It means we need to stop and think, have patience, be alert to those little triggers, take time, listen, really listen mostly to the unsaid…
That’s where you can see, hear and tell what’s going on. Where we can support, chat through, understand and help.
My beautiful son has progressed more than we could ever imagine, over the last 3 years especially, he’s grown from a toddler to a proper little boy. Chatty, friendly, polite and full of life.
For most people they often remark with the best intentions “you’d never know he was any different”, “he doesn’t seem different to me”, “he does so well”. I know these comments come from a good place, and we don’t ever take offence.
We are all different, all have our own quirks and ways we do things.
We don’t ever let the fact that Charlie is autistic be a big deal, stop him doing things, use as an ‘excuse’ (harsh as that sounds it could easily be used as such), it doesn’t define him, and doesn’t limit his success.

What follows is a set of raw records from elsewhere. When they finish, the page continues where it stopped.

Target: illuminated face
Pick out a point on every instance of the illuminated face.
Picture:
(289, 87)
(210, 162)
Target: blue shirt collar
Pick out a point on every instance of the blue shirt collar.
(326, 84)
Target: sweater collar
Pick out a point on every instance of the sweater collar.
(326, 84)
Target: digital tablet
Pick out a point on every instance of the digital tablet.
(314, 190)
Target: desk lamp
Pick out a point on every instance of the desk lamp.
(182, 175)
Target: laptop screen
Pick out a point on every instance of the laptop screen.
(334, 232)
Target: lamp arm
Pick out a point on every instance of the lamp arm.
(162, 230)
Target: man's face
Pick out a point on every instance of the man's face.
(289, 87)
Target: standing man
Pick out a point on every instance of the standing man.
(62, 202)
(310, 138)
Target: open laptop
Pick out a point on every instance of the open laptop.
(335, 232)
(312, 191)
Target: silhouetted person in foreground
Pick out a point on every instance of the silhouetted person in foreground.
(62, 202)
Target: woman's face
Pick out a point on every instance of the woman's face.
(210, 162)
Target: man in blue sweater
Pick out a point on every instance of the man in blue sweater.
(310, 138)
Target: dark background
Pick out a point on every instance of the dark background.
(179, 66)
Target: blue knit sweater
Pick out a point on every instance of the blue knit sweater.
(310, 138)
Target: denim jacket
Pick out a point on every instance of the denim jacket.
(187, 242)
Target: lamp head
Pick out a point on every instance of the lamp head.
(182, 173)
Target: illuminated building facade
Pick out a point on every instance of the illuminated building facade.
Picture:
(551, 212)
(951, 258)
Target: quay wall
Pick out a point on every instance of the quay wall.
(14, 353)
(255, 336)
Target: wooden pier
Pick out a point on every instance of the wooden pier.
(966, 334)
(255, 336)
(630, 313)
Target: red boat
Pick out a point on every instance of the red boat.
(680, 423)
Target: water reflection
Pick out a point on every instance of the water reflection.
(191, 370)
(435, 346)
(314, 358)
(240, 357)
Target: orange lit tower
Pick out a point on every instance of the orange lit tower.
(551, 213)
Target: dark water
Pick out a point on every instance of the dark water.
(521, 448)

He reaches his potential and goes beyond our expectations so often – house captain, school council, performing on stage in front of 500 people, snorkelling in the sea, walking up to the bar and ordering himself a drink (and thanking them in Greek :0), I could go on and on!)
This doesn’t just ‘happen’.
He didn’t wake up one day and decide his anxietys are gone away.
He works really hard to achieve what he does.
Quite often we have to go through a phase of what we call ‘Getting stuck‘.
Being autistic often means a delay in processing. Something that happens this morning that bothers Charlie may not be apparent until lunchtime, dinnertime even.
Getting stuck is his way of processing, having a little time out, being in his own bubble. He might be playing with a toy for ages, staring into space looking like his just daydreaming, watching something on the iPad.
Of course sometimes he can find it hard to get unstuck. He gets stuck on something and can’t seem to find a way to ‘snap out of it’.
He is starting to chat this through with us now and understands why he does it, and that he needs a bit of time out – don’t we all at times eh?
These sticky situations are helping him progress, to grow, and develop.
Even in this photo, Charlie was stuck on playing with the stones, sat there for ages and ages. It’s like he has an inbuilt mechanism to deal with his feelings and stresses. Afterwards you can physically see a weight is lifted. Maybe we could all learn and thing or two?! I know I certainly do.